How they work together
Charging the EV directly from the battery
A typical home battery holds 5–13 kWh. An EV battery holds 60–100 kWh. A fully charged home battery adds roughly 15–45 miles of range — useful as a top-up, nowhere near a full charge.
The indirect, and more practical, approach
Use the battery to run the house through peak hours (4–7 pm) while the EV charges directly from the grid on the off-peak window. House and car both run on the cheapest available electricity, and the battery isn't wasting cycles on the one load the grid is already cheapest for.
The GivEnergy ecosystem
GivEnergy offers the most integrated setup. Their EV charger talks directly to GivEnergy batteries through a single app — charge from stored solar, prioritise battery or EV, monitor the whole system in one dashboard. No other manufacturer offers this depth of charger-battery integration.
Solar + battery + EV
This is where the numbers start working. A 4 kW solar array plus a 10 kWh battery plus a 7 kW EV charger can save £1,000–1,200/year against a standard setup. The battery captures solar that would otherwise export at 4–15p/kWh and discharges it at the 24.5p retail rate.
See the solar panels for EV charging guide for the full model.
Without solar: tariff arbitrage alone
Without solar, the battery has to earn its keep on the gap between off-peak and peak rates:
- Charge at 7p/kWh overnight
- Discharge at 24.5p/kWh during peak
- Save 17.5p per kWh shifted
A 10 kWh battery cycling daily produces roughly £640/year in savings. Against a battery cost of £5,000–8,000, payback lands at 8–12 years. Switching to Octopus Intelligent Go saves around £500/year with zero upfront cost — most of the battery's benefit without the capital outlay.
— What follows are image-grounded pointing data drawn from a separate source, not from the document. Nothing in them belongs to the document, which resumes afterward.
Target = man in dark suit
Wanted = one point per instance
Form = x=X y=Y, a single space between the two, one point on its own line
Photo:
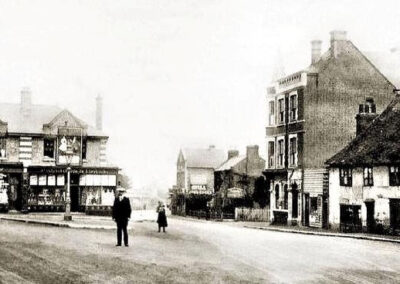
x=121 y=215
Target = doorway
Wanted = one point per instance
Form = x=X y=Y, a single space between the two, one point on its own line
x=306 y=209
x=370 y=216
x=325 y=214
x=14 y=192
x=74 y=198
x=394 y=205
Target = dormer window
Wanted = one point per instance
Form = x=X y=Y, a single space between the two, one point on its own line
x=48 y=149
x=3 y=153
x=281 y=105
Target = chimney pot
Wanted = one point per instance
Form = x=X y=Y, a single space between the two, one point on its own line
x=232 y=154
x=26 y=101
x=315 y=50
x=99 y=112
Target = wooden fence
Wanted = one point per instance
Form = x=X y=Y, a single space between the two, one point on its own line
x=251 y=214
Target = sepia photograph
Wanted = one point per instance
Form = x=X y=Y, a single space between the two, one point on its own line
x=199 y=141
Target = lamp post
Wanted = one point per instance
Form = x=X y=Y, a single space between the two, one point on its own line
x=67 y=215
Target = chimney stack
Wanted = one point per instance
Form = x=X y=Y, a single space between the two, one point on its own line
x=315 y=50
x=252 y=152
x=232 y=154
x=338 y=38
x=26 y=101
x=99 y=113
x=366 y=114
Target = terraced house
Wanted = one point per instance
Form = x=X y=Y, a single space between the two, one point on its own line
x=38 y=144
x=364 y=178
x=310 y=118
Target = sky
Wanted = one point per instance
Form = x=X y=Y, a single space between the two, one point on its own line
x=172 y=74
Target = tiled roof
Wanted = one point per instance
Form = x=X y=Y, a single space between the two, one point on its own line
x=231 y=163
x=388 y=63
x=203 y=158
x=379 y=144
x=32 y=123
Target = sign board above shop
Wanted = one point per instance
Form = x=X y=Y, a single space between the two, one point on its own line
x=235 y=192
x=63 y=170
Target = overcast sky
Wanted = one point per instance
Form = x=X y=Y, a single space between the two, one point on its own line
x=172 y=73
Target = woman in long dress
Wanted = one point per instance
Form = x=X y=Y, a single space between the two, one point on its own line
x=162 y=218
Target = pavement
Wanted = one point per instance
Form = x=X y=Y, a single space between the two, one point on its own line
x=82 y=221
x=79 y=220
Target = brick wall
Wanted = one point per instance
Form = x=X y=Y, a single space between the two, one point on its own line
x=331 y=103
When the pairing makes sense
Get both when:
- The house has 3 kW+ of solar
- Energy independence or backup power is part of the brief
- Octopus Agile is the target tariff and negative pricing events are actively exploited
Skip the battery when:
- No solar, no imminent plans for it
- Budget is tight — solar first, battery later
- The goal is cheap EV charging; a smart tariff gets most of the way there
Cost comparison
| Scenario | Annual Savings | Upfront Cost | Payback |
|---|---|---|---|
| EV tariff only | £500/year | £0 | Immediate |
| Solar + EV | £700/year | £5,000–7,000 | 7–10 years |
| Solar + battery + EV | £1,000–1,200/year | £10,000–17,000 | 8–14 years |
| Battery only + EV tariff | £640/year | £5,000–8,000 | 8–12 years |
V2G: the direction of travel
Vehicle-to-grid turns the EV itself into a home battery. The Indra Smart PRO already supports vehicle-to-home in the UK. See our V2G explainer for where the technology sits today.
The bottom line
A home battery plus EV charger earns its keep with solar. Without solar, a smart tariff delivers most of the same savings for no capital outlay. The GivEnergy ecosystem is the most tightly integrated; the Zappi GLO is the best standalone charger for solar homes.
For the broader picture, see the solar + EV guide or the best charger for solar roundup.
FAQ
Frequently asked questions.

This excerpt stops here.